Now, for the average… If your signal is stable in frequency, then you could benefit from a longer time average (say to reduce noise variations). So, you can add up M complex FFT outputs (bin to bin) and divide sum for each bin by M. Then plot the magnitude and you will see the noise variations reduce, revealing the signal. There are other signal processing techniques that can improve your situation beyond a simple average (e.g. coherent integration, correlation, cyclostationary searches, non-parametric Eigen decomposition of the correlation matirx of the input etc.) These can get quite sophisticated as you might imagine.

I am surprised to hear that you use overlapping windows. I presume that using non-overlapping windows you would get a step function whereas a moving average (across more than one bin) smooths the summations over time.

The method I’m describing is called the Welch periodogram - which is a power spectrum estimation. A 50% overlapped window is often used to multiply the input signal.
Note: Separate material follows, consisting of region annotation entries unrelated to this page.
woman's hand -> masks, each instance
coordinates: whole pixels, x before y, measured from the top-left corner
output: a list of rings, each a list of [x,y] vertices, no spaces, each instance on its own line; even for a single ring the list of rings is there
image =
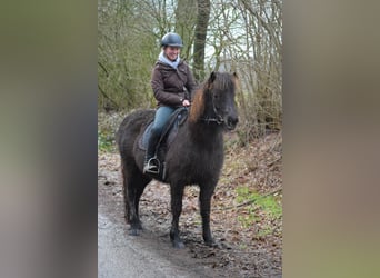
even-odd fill
[[[182,106],[184,106],[184,107],[188,107],[188,106],[190,106],[190,101],[189,101],[189,100],[187,100],[187,99],[183,99],[183,101],[182,101]]]

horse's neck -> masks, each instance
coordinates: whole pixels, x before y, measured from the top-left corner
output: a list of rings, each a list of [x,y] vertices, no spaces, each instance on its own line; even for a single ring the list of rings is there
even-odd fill
[[[217,147],[217,145],[223,142],[222,128],[213,122],[189,122],[188,132],[193,142],[204,147]]]

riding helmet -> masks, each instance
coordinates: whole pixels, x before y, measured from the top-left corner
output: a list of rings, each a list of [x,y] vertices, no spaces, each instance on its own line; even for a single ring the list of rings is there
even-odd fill
[[[162,37],[161,47],[183,47],[182,39],[178,33],[167,33]]]

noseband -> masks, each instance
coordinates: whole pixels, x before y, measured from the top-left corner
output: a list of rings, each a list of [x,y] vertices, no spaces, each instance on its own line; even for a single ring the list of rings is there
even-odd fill
[[[218,113],[218,110],[216,108],[216,105],[213,102],[212,97],[211,97],[211,102],[212,102],[212,109],[213,109],[213,112],[216,116],[214,117],[208,117],[208,118],[201,118],[201,120],[206,121],[207,123],[217,122],[217,125],[222,125],[224,122],[224,119],[220,113]]]

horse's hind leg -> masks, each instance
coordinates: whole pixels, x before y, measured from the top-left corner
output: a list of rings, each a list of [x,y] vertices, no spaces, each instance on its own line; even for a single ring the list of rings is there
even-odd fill
[[[211,210],[211,197],[213,195],[214,185],[200,185],[199,205],[200,214],[202,217],[202,234],[204,244],[208,246],[214,246],[214,241],[211,236],[210,229],[210,210]]]
[[[142,229],[139,217],[139,201],[146,186],[151,180],[134,166],[122,166],[126,220],[130,225],[129,234],[138,236]]]
[[[179,236],[179,217],[182,211],[183,186],[170,185],[172,222],[170,239],[174,248],[183,248],[184,245]]]

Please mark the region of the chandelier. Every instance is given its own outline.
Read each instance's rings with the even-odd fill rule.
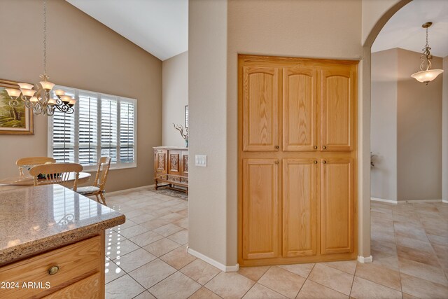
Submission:
[[[43,74],[40,76],[41,81],[36,84],[36,89],[32,84],[18,83],[20,90],[6,88],[10,97],[9,106],[15,107],[22,102],[24,102],[27,108],[31,109],[33,113],[52,116],[55,109],[61,112],[71,114],[74,112],[73,106],[76,100],[70,96],[65,95],[62,90],[54,90],[55,84],[48,81],[47,75],[47,7],[46,1],[43,0]]]
[[[415,74],[411,75],[411,77],[415,78],[419,82],[423,82],[428,85],[428,83],[433,80],[435,79],[438,76],[443,73],[442,69],[430,69],[431,68],[431,60],[433,55],[429,52],[431,49],[428,44],[428,28],[433,25],[432,22],[428,22],[421,25],[422,27],[426,29],[426,44],[423,49],[423,55],[420,57],[421,60],[421,64],[420,64],[420,71],[417,71]]]

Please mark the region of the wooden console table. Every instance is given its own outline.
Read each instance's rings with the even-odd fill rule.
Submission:
[[[156,146],[154,148],[154,180],[159,187],[188,194],[188,148]],[[164,183],[164,185],[158,185]]]

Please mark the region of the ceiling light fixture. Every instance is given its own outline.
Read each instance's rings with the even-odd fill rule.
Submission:
[[[48,81],[50,77],[47,75],[47,5],[43,0],[43,74],[40,77],[41,82],[36,84],[36,89],[32,84],[18,83],[20,90],[6,88],[10,99],[8,103],[11,107],[19,106],[20,101],[24,102],[27,108],[33,109],[33,113],[52,116],[55,113],[55,109],[65,113],[71,114],[74,112],[73,106],[76,100],[71,97],[65,95],[62,90],[52,90],[55,84]],[[55,97],[52,97],[52,94]]]
[[[432,22],[428,22],[421,25],[422,27],[426,29],[426,44],[423,49],[423,55],[420,57],[421,60],[421,64],[420,64],[420,71],[417,71],[415,74],[412,74],[411,77],[415,78],[419,82],[423,82],[428,85],[428,83],[433,80],[435,79],[438,76],[443,73],[442,69],[430,69],[431,68],[431,60],[433,55],[429,52],[431,49],[428,44],[428,28],[433,25]]]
Because the signal data is being reduced on the end of the windows, you back up by 50% (N/2) and window again and FFT. This attempt to keep the average power unaffected by the characteristics of the window.

Here is my confusion - the sharp boundaries (a kind of quantization artifact) occurs in the frequency domain and will likewise occur in the time domain. To visualize this I would need a 3D plot with the x axis measuring doppler speed (ie f), the y axis would be the summed or averaged magnitudes over the time interval and the z-axis would be position as my drift scan crosses the galactic plane. This would be for each declination I choose and the time interval as the galactic plane rotates into the antenna aperture, this is effectively the RA.
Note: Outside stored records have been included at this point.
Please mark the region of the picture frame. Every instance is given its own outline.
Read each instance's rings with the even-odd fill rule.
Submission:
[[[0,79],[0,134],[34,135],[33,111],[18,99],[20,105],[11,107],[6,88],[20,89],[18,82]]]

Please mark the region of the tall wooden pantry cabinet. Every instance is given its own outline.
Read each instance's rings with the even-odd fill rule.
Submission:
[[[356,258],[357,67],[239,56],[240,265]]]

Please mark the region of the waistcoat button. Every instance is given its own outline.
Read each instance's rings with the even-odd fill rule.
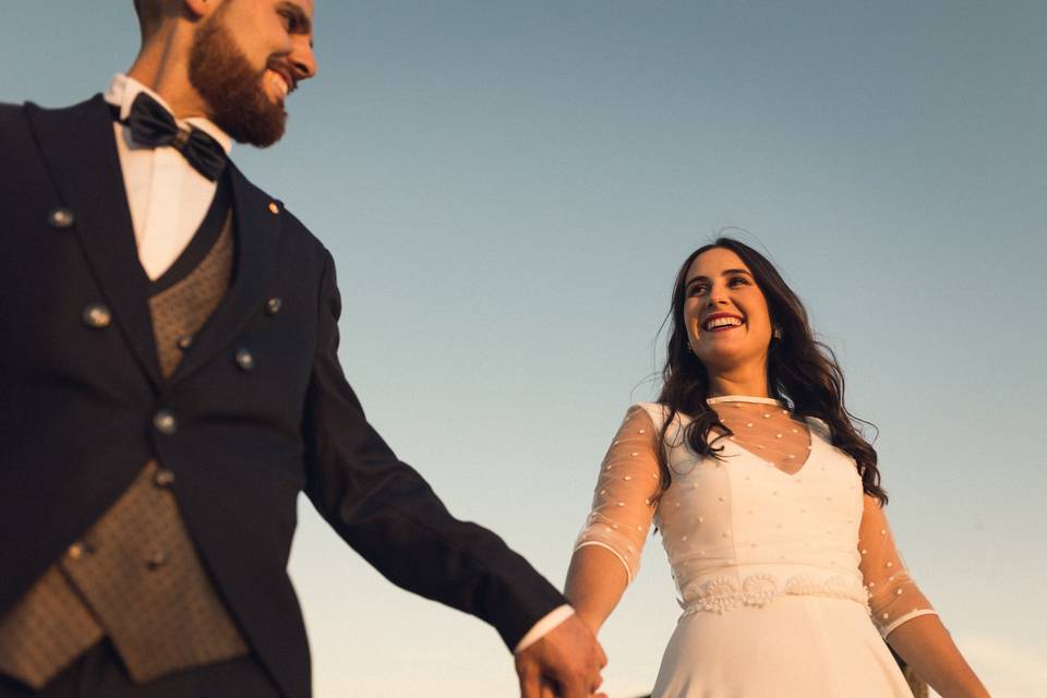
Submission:
[[[105,303],[88,303],[82,318],[92,329],[105,329],[112,324],[112,311]]]
[[[153,416],[153,426],[165,436],[170,436],[178,432],[178,420],[170,410],[159,410]]]
[[[74,222],[76,222],[76,217],[73,216],[73,212],[64,206],[59,206],[47,214],[47,225],[57,230],[72,228]]]
[[[240,366],[243,371],[251,371],[254,369],[254,354],[252,354],[246,349],[237,350],[237,365]]]

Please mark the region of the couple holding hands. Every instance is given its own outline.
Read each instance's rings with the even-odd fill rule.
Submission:
[[[330,254],[228,159],[278,141],[315,74],[312,0],[134,9],[104,94],[0,105],[0,697],[309,696],[299,492],[393,582],[494,626],[525,698],[601,695],[595,636],[652,524],[684,609],[654,696],[911,696],[888,643],[942,696],[988,695],[767,258],[722,238],[684,261],[661,394],[594,472],[561,593],[366,422]]]

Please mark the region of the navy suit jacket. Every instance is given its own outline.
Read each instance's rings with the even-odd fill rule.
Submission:
[[[231,164],[233,282],[161,377],[111,124],[100,96],[0,105],[0,615],[156,458],[288,698],[311,683],[286,570],[301,491],[393,582],[513,647],[563,597],[496,535],[453,518],[368,423],[338,362],[330,254]],[[111,310],[109,326],[84,322],[92,303]],[[160,410],[173,430],[154,425]]]

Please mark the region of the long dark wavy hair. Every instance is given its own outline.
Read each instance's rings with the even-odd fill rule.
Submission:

This would also tell me that if I do not obtain a clear galactic rotation curve, if I continue past 24 hours, I would see changes in sidereal time, consistent with signals of galactic origin.

The quantization artifact also occurs in the time domain as one would find jumps in the power from one time bin to the next.
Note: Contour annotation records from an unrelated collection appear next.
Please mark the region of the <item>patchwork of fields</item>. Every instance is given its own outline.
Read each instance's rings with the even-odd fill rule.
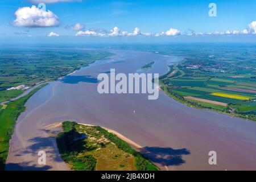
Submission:
[[[54,80],[110,55],[103,51],[68,49],[1,49],[0,102],[24,91],[7,90],[9,88]]]
[[[256,93],[251,92],[256,87],[250,86],[241,89],[243,86],[239,82],[225,78],[205,77],[203,80],[202,77],[191,77],[169,78],[162,81],[171,86],[174,93],[202,106],[221,111],[230,107],[239,113],[256,112],[256,101],[254,101]],[[234,89],[226,89],[229,88]],[[224,107],[225,105],[226,106]]]
[[[185,58],[177,65],[169,66],[169,73],[160,77],[163,89],[189,105],[256,120],[254,49],[201,48],[200,52],[195,48],[179,51]]]

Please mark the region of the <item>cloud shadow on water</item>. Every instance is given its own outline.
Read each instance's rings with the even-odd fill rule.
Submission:
[[[68,75],[65,76],[61,80],[60,80],[60,81],[61,82],[69,84],[77,84],[80,82],[96,84],[98,82],[97,78],[92,77],[89,75],[83,75],[83,76]]]
[[[185,163],[183,155],[191,154],[186,148],[160,147],[145,147],[141,150],[141,152],[151,162],[167,166],[177,166]]]

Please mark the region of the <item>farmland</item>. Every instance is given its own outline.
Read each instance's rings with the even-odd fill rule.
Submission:
[[[9,150],[9,140],[13,133],[16,120],[26,109],[27,100],[47,84],[42,84],[26,96],[3,105],[0,109],[0,171],[3,170]]]
[[[253,47],[177,47],[154,50],[184,57],[177,65],[169,65],[169,72],[160,77],[162,88],[168,96],[189,106],[256,121]],[[170,76],[174,70],[176,76]]]

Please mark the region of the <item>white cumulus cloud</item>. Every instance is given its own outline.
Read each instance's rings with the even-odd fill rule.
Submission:
[[[115,27],[114,28],[111,30],[111,32],[109,34],[110,36],[119,36],[120,34],[120,30],[118,27]]]
[[[166,32],[167,36],[177,36],[180,35],[180,31],[175,28],[170,28]]]
[[[34,3],[54,3],[59,2],[82,1],[82,0],[30,0],[30,1]]]
[[[44,27],[59,24],[58,17],[52,11],[39,9],[35,6],[20,7],[15,13],[14,25],[17,27]]]
[[[251,34],[256,34],[256,21],[253,21],[248,25]]]
[[[73,30],[80,30],[84,29],[84,24],[80,23],[77,23],[72,25],[68,25],[66,26],[67,28],[71,29]]]
[[[49,34],[48,34],[47,36],[59,36],[60,35],[57,34],[55,32],[51,32],[49,33]]]
[[[94,31],[86,30],[85,31],[80,31],[76,34],[76,36],[82,36],[82,35],[96,36],[96,35],[98,35],[98,34]]]
[[[170,28],[170,30],[167,30],[166,32],[161,32],[155,34],[155,36],[160,36],[163,35],[175,36],[180,35],[181,34],[181,32],[179,30],[175,28]]]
Well, I apologize that I’m not following your description of the signal you are processing and I’m not familiar with the kind of science you are performing. I’m gathering that you have a senor of some kind and that you are looking to see things in the frequency domain. Does the data originate in the time or freq domain? Do you use the FFT to get the freq domain info?
By the way, you say there is a quantization artifact that occurs in the freq domain. I must point out that time sampled data has no concept of frequency quantization, only amplitude. I can represent an infinite number of frequencies as I like - practically speaking, up to the floating point precision of the computations used to create my phase change increments - all within the Nyquist range of course (Fs/2 if Real, or Fs if complex - since there are two sample streams per calculation).

Well, I’m again not sure I’ve been much help.

Cheers,
John

There is also a Magnitude Estimator trick that is computationally more efficient, but obviously not as accurate.
Basically Mag ~=Alpha * max(|I|, |Q|) + Beta * min(|I|, |Q|) ( ref: https://dspguru.com/dsp/tricks/magnitude-estimator/ )
For minimum peak error you would choose Alpha = 0.960433870103 and Beta = 0.397824734759 but there are many possible values for Alpha and Beta based on different magnitude criteria. Texas Instruments have even been granted a patent ( US9015452 ) that uses this magnitude approximation.

Very cool. Usually getting the magnitude is not too computationally taxing (compared to other things being calculated), so I’ve always been ok with not approximating… however this is very interesting and nice to know. Thanks!